Èuna malattia tabù, perlopiù sussurrata con imbarazzo negli studi medici. Eppure, oltre la metà della popolazione adulta ne soffre almeno una volta nella vita. La malattia delle emorroidi è troppo spesso considerata un “fardello” che va nascosto, gestito perlopiù con palliativi locali e poco efficaci, a scapito della qualità della vita. La buona notizia è che medici e ricercatori non la ignorano e né trascurano.
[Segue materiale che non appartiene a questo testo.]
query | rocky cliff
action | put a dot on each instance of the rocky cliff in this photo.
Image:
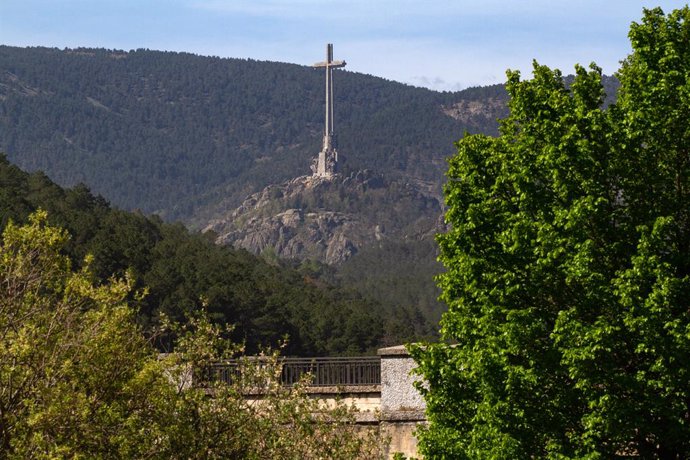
(328, 220)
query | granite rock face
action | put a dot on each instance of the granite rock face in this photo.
(327, 219)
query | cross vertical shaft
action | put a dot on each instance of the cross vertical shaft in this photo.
(326, 161)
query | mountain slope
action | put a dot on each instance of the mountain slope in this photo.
(176, 134)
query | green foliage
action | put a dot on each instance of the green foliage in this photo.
(265, 302)
(79, 380)
(568, 268)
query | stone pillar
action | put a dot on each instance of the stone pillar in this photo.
(402, 407)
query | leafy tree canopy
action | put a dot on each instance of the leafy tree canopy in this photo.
(79, 380)
(568, 268)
Anzi, un gruppo di specialisti italiani dell’IRCCS Policlinico San Donato sta promuovendo una gestione più personalizzata della malattia emorroidaria sintomatica.

Linee guida

Portavoce di questo cambiamento è Angelo Stuto, responsabile dell’Unità di Chirurgia Coloproctologica e del Pavimento Pelvico all’IRCCS Policlinico San Donato, autore di un paper pubblicato sulla rivista JAMA, che mette in evidenza alcuni limiti delle linee guida basate esclusivamente su classificazioni tradizionali, che cioè non prendono in considerazione il singolo paziente, ma solo la patologia. Oggi il lavoro prosegue con lo sviluppo di un protocollo di Intelligenza Artificiale per affinare ulteriormente la stratificazione dei pazienti e supportare scelte terapeutiche “sartoriali”, su misura per ogni persona: la cura del paziente e non la cura della patologia del paziente.